Forecasts were predicting a 4.1% fall in exports, but a weakening currency may have boosted the lagging sector.
Imports also beat expectations in yuan-dominated terms to only fall 4%, compared to forecasts of a 7.9% slump.
The
jump in exports was the first rise since June last year as the sector
has been battered by slowing demand and slumping commodity prices.
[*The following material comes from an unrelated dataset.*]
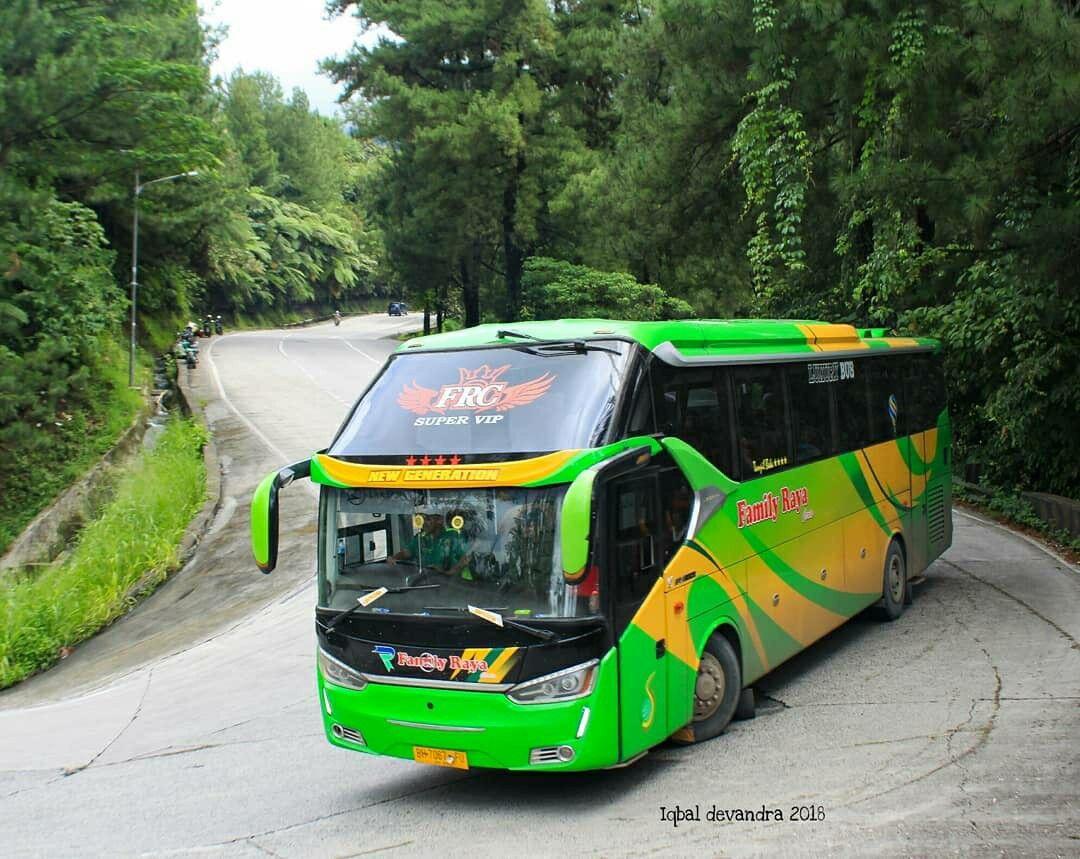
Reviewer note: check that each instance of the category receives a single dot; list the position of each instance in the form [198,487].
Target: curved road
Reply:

For the year, exports fell 1.8%, while imports tumbled 13.2% from 2014.
China's
customs spokesman Huang Songping said at a news conference in Beijing
that the country's exports fell last year due to weak external demand.
Trade
figures in US dollar-denominated terms came out later in the day and
were also better-than-expected. Exports fell 1.4%, compared to forecasts
of an 8% fall, while imports declined 7.6% against expectations of an
11.5% decline.
Weaker yuan
The
country's central bank had been aggressively weakening the yuan
guidance rate -the rate the bank fixes for the currency on a daily basis
- last week in an attempt to boost the sector.
But
the depreciation of the yuan sparked fears that other countries in the
region would also start to devalue their currencies to compete with
China on exports and that rattled global markets.
This week, it
has set the yuan rate steady in attempt to calm volatility in equity
markets and soothe fears that China's economy may be slowing faster than
anticipated.
The world's second largest economy is already
expected to have grown at its slowest pace in a quarter of a century
last year, with Beijing targeting 7% growth.
But many economists
have warned that the Asian giant may undershoot that target as key
sectors such as exports, manufacturing, property and consumption
struggle to gain momentum.
However, Wednesday's closely watched
better-than-expected figures could go a long way to ease fears about the
Chinese economy at a time when attention is focused on how authorities
are handling the market volatility.
The benchmark Shanghai Composite index was up 0.7% to 3,044.52 after the data was released.